Reutilizarán todos sus desperdicios, desde el agua hasta los restos de comida, que convertirán en un abono en jugo tan nutritivo como apestoso.

Reciclarán la materia fecal en inodoros ‘verdes’ a palanca para utilizarla como abono sólido. Y sus ocho litros de agua semanales deberán alcanzarle para todo: beber, cocinar, higiene personal, lavado de ropa y riego.

Las grandes ventajas: el liderazgo femenino, el grupo mixto, y la variedad de comidas que ellos mismos prepararán ayudará a romper con la monotonía de la comida envasada.

La gran desventaja: nunca estarán del todo solos y siempre serán las mismas caras día tras día. «Aquí dentro nada cambia jamás», gruñe uno de los participantes.

Y después sonríe. Se nota que es mentira.

Otro de los experimentos es el White Mars Project. El Proyecto Marte Blanco se realiza en la base Concordia en la Antártida, una instalación franco-italiana.

Allí, un máximo de 16 personas pasa hasta doce solitarios meses en continente blanco en nombre de la ciencia.

Concordia se encuentra a 3200 metros sobre el nivel del mar y 600 kilómetros de la población más cercana. Es decir, a una distancia mayor que la de la Estación Espacial Internacional.

Los cambios que ocurren al vivir en un ambiente tan hostil y alejado no afectan solo al físico, al sistema hormonal y al inmunológico. «Los efectos psicológicos son tremendos», explica el médico Alex Kumar, participante de la World Extreme Medicine Expo.

Dice el doctor Kumar, «Buscamos soluciones para las alteraciones de la personalidad, los patrones de sueño y la disminución de las capacidades cognitivas, para adaptarlas a posibles viajes a Marte». Alteraciones que hacen que muchos hayan alucinado con luces y sonidos, y en algunos casos hasta con ardillas.

«Al fin y al cabo la Antártida es igual que el espacio: estás encerrado en un cilindro de lata».

Pero el hastío, la monotonía y las alucinaciones no son los únicos problemas que enfrenta la NASA. La agencia espacial no puede financiar por sí sola sus proyectos multimillonarios.
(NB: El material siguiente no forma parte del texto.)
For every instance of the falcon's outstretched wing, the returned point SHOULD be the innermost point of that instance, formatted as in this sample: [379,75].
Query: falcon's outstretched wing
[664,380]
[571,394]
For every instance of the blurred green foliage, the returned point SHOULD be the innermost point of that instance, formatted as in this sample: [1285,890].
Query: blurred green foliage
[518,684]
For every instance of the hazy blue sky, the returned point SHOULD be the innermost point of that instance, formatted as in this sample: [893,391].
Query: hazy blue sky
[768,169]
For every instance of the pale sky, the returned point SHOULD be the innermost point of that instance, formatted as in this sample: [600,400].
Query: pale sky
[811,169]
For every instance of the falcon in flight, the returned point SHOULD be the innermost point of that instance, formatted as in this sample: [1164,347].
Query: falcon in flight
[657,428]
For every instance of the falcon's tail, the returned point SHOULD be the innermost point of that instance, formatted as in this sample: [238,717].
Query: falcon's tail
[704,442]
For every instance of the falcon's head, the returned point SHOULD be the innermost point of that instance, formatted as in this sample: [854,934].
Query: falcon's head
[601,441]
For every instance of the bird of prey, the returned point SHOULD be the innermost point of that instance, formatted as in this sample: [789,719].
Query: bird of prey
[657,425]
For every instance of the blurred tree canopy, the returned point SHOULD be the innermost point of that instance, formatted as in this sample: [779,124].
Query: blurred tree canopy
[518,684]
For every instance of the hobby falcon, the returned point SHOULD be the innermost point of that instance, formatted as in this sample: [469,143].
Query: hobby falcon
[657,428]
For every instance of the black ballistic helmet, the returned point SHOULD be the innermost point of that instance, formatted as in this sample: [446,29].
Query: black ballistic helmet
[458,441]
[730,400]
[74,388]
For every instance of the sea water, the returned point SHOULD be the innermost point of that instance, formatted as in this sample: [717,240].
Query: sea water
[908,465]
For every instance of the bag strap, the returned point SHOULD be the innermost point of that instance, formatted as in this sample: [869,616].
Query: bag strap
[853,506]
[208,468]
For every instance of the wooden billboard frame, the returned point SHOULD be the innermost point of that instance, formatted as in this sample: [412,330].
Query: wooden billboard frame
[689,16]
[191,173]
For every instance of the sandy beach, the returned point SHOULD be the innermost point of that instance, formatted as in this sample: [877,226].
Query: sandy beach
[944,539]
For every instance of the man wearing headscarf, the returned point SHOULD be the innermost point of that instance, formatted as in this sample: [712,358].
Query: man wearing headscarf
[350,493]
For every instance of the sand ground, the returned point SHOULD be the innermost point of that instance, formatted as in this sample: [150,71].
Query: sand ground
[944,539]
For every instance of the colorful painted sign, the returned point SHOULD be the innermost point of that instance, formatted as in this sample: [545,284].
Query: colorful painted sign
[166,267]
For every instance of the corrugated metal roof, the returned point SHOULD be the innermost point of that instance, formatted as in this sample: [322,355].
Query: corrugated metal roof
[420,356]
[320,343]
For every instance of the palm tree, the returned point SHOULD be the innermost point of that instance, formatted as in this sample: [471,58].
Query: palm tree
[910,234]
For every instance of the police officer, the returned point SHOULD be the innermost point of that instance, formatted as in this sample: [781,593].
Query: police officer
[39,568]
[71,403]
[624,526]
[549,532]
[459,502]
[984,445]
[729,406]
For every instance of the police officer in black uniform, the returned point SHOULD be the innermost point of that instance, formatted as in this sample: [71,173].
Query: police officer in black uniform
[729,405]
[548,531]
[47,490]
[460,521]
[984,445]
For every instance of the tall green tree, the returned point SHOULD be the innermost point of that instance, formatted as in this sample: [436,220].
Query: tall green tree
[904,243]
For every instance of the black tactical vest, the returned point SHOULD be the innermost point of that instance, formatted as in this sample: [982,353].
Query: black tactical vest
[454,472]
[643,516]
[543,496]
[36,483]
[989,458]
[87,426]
En 1966 esta agencia recibió del congreso estadounidense un presupuesto de 43.500 millones (en dólares actualizados). En 2014 recibió apenas 15.000.
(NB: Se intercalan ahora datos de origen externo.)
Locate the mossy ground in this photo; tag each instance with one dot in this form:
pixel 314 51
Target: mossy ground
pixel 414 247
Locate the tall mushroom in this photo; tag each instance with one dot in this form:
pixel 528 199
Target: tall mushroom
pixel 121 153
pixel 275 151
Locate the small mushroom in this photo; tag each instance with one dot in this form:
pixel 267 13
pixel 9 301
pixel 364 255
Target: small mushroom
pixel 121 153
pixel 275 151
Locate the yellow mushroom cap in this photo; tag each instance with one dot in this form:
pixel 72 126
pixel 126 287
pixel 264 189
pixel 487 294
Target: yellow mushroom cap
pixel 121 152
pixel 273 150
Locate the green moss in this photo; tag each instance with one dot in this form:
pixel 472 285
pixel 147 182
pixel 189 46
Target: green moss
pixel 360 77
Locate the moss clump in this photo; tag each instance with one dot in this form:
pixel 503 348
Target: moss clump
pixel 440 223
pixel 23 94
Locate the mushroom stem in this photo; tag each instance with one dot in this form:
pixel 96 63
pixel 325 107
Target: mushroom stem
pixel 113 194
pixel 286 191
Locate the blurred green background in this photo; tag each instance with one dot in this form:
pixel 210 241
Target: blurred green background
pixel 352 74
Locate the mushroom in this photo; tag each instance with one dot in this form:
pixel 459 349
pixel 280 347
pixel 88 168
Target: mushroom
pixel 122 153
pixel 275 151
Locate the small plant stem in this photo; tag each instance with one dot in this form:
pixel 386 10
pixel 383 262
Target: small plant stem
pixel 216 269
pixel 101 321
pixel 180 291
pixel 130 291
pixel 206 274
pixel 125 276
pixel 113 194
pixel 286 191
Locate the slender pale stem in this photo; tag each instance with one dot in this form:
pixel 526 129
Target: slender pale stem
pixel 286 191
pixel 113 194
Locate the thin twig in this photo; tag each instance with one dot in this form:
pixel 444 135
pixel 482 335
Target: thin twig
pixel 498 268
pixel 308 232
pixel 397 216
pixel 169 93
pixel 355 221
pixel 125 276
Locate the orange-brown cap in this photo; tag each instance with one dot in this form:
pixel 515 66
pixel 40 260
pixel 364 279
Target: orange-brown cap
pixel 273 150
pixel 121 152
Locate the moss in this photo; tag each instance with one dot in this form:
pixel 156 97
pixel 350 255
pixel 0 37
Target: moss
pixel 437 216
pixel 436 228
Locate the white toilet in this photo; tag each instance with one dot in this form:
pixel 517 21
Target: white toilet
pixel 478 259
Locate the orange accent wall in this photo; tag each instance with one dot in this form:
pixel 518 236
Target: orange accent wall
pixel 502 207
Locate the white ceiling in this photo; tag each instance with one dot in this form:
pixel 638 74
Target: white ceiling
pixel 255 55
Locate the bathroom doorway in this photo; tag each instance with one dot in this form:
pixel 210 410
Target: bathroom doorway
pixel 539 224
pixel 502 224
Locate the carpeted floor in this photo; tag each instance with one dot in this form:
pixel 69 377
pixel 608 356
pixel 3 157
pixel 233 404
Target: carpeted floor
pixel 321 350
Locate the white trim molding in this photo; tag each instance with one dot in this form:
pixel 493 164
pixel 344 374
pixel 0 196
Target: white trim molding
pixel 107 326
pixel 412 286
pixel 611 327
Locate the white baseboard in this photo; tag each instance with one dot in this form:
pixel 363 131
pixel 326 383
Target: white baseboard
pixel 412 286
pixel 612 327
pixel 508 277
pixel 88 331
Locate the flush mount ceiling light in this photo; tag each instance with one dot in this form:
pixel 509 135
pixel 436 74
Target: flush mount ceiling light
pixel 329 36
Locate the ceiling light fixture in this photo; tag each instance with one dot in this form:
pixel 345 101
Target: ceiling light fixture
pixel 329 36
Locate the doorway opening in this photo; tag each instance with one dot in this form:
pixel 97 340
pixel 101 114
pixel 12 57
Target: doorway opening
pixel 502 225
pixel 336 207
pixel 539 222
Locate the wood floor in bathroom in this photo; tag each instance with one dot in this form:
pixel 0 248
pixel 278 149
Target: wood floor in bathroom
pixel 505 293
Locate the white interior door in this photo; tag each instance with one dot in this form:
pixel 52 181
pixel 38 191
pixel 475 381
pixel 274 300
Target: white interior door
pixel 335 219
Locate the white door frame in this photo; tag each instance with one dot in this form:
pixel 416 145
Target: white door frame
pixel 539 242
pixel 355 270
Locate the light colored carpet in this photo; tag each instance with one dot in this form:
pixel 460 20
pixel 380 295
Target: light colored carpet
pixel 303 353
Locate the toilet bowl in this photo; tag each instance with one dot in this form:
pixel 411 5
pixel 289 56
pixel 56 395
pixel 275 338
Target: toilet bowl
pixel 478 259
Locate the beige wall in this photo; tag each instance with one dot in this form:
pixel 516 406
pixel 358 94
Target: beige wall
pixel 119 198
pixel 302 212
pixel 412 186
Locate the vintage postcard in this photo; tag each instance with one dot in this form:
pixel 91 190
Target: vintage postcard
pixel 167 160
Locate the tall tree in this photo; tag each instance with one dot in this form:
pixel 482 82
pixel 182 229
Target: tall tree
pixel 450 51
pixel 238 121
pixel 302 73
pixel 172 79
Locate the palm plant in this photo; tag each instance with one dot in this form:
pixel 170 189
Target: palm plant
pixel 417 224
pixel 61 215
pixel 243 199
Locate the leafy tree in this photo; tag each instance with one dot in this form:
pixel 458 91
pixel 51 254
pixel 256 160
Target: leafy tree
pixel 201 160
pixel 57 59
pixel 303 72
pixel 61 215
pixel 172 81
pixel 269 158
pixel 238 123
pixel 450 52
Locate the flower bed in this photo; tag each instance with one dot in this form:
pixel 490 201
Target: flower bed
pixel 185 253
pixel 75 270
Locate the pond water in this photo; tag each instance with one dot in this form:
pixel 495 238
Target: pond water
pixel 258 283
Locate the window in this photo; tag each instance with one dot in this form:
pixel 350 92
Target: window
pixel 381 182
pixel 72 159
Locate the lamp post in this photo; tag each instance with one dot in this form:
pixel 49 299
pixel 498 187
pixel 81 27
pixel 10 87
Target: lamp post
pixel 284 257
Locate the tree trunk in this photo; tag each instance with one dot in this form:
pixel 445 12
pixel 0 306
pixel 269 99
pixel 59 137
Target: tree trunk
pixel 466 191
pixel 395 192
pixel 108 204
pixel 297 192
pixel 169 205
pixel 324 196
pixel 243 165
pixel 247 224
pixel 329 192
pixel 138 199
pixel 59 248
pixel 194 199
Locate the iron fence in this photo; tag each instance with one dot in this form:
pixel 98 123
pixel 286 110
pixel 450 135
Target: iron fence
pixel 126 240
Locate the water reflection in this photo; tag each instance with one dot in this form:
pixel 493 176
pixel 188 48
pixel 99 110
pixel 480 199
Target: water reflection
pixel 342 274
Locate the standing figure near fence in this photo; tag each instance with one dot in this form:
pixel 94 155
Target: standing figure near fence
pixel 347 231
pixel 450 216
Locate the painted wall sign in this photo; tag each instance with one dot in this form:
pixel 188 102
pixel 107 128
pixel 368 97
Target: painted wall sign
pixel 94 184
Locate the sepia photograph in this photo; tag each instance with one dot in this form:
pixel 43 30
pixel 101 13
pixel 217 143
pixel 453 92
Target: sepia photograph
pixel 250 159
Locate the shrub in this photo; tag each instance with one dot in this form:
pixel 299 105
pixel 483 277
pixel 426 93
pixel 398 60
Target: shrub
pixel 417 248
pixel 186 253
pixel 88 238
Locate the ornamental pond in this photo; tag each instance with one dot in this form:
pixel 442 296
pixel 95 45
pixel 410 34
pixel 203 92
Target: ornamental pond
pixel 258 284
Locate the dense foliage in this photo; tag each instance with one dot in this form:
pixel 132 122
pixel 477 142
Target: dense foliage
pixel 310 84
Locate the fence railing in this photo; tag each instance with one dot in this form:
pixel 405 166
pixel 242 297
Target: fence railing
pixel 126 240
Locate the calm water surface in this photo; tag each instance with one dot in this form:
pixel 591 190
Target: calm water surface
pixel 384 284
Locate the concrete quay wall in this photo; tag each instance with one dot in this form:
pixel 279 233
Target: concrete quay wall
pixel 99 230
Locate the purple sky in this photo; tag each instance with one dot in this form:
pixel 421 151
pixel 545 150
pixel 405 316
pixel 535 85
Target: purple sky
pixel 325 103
Por eso en vez de competir con Rusia, China y Europa, la meta es colaborar.

Pero entonces surgen otros desafíos: las diferentes lenguas, de culturas, los conflictos en las tripulaciones masculinas por buscar al macho alfa, las agresiones producto del encierro, el estrés por las interminables tareas técnicas necesarias para paliar la soledad y la tensión sexual frustrada.

Sin embargo, los nuevos proyectos intentan encontrar las respuestas.
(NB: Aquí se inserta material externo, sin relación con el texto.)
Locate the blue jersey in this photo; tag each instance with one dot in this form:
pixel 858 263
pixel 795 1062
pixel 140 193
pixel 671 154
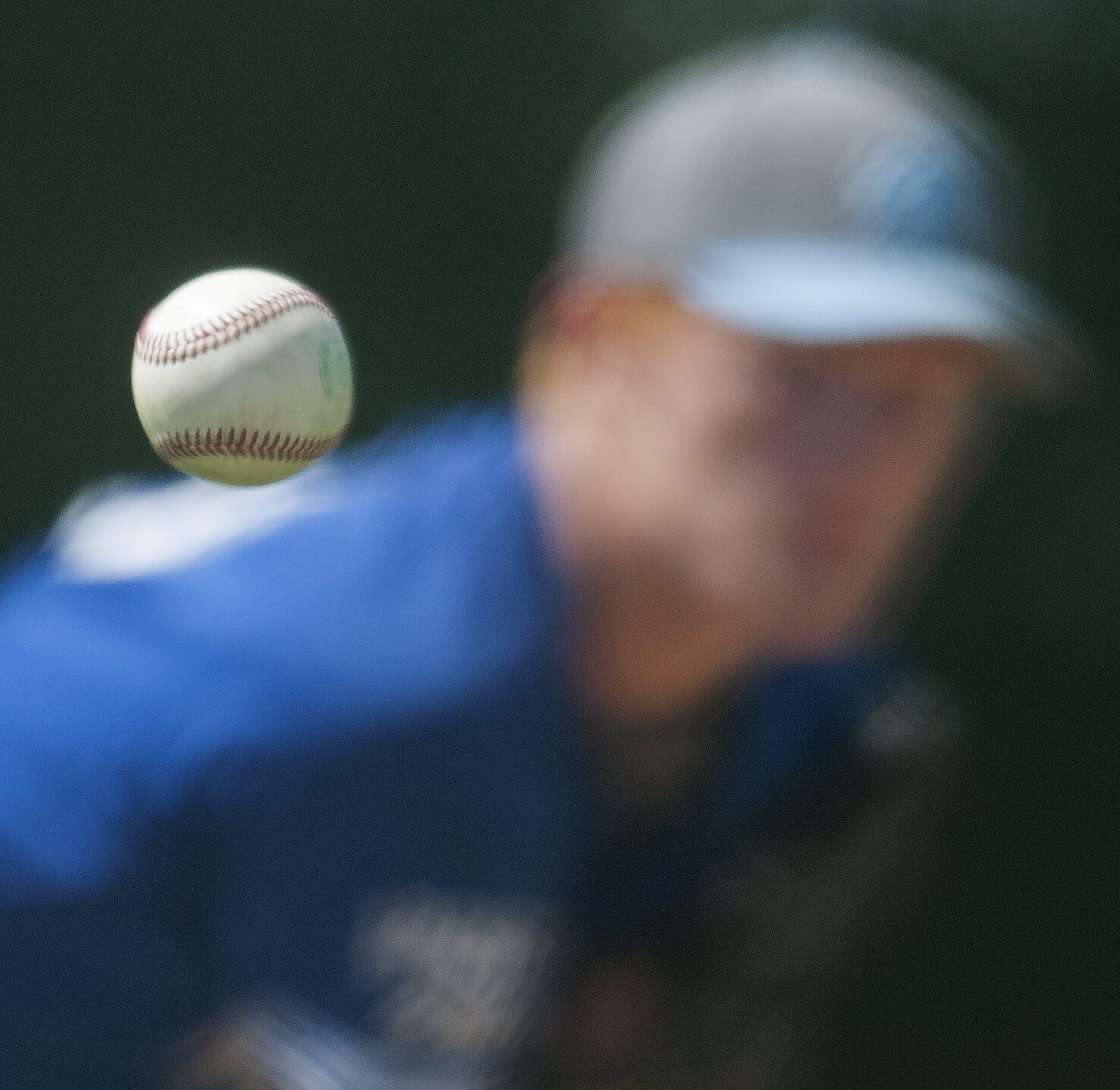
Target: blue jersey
pixel 312 748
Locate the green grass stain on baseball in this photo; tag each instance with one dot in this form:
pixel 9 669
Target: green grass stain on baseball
pixel 334 367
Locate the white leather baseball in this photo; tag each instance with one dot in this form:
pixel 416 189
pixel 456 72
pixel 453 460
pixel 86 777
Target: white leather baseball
pixel 241 376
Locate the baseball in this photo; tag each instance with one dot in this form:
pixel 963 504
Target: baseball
pixel 241 376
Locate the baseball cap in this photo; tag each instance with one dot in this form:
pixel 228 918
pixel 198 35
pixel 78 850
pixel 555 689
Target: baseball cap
pixel 819 190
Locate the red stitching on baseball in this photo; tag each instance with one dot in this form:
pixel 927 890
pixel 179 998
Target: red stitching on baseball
pixel 174 446
pixel 183 344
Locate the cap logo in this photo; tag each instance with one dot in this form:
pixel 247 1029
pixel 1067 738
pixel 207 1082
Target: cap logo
pixel 927 191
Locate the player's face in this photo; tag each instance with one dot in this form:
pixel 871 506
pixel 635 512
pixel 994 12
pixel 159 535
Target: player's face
pixel 791 482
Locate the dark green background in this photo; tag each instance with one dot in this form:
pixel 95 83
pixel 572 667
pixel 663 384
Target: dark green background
pixel 406 162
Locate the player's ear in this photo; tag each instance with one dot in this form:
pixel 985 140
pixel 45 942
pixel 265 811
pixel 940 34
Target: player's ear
pixel 569 306
pixel 576 307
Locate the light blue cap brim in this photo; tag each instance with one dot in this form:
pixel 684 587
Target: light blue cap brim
pixel 835 291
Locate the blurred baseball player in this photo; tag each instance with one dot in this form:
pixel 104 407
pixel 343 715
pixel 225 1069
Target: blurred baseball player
pixel 338 783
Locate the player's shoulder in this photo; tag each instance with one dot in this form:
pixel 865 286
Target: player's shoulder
pixel 402 572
Uno de los capítulos de la versión televisiva de Crónicas Marcianas, la genial obra de Bradbury, cuenta la historia del exastronauta Sam Parkhill.

La población marciana ya ha sido exterminada y el planeta está a punto de ser colonizado por las empresas e industrias de los humanos.

Parkhill y su esposa se establecen allí y montan un puesto de perritos calientes para sacar provecho de la nueva bonanza.

Es una visión muy norteamericana, fantasiosa y algo triste de lo que bien podría ocurrir en el futuro, es cierto.

Pero nos solemos olvidar que la ciencia-ficción –género nada latino— no lidia solo con temas del espacio exterior sino con ficciones basadas en cuestiones científicas verdaderas.

Ojalá que tanta ciencia e ingenio no acaben en un Gran Hermano Interplanetario, o peor, en un puesto de perritos calientes.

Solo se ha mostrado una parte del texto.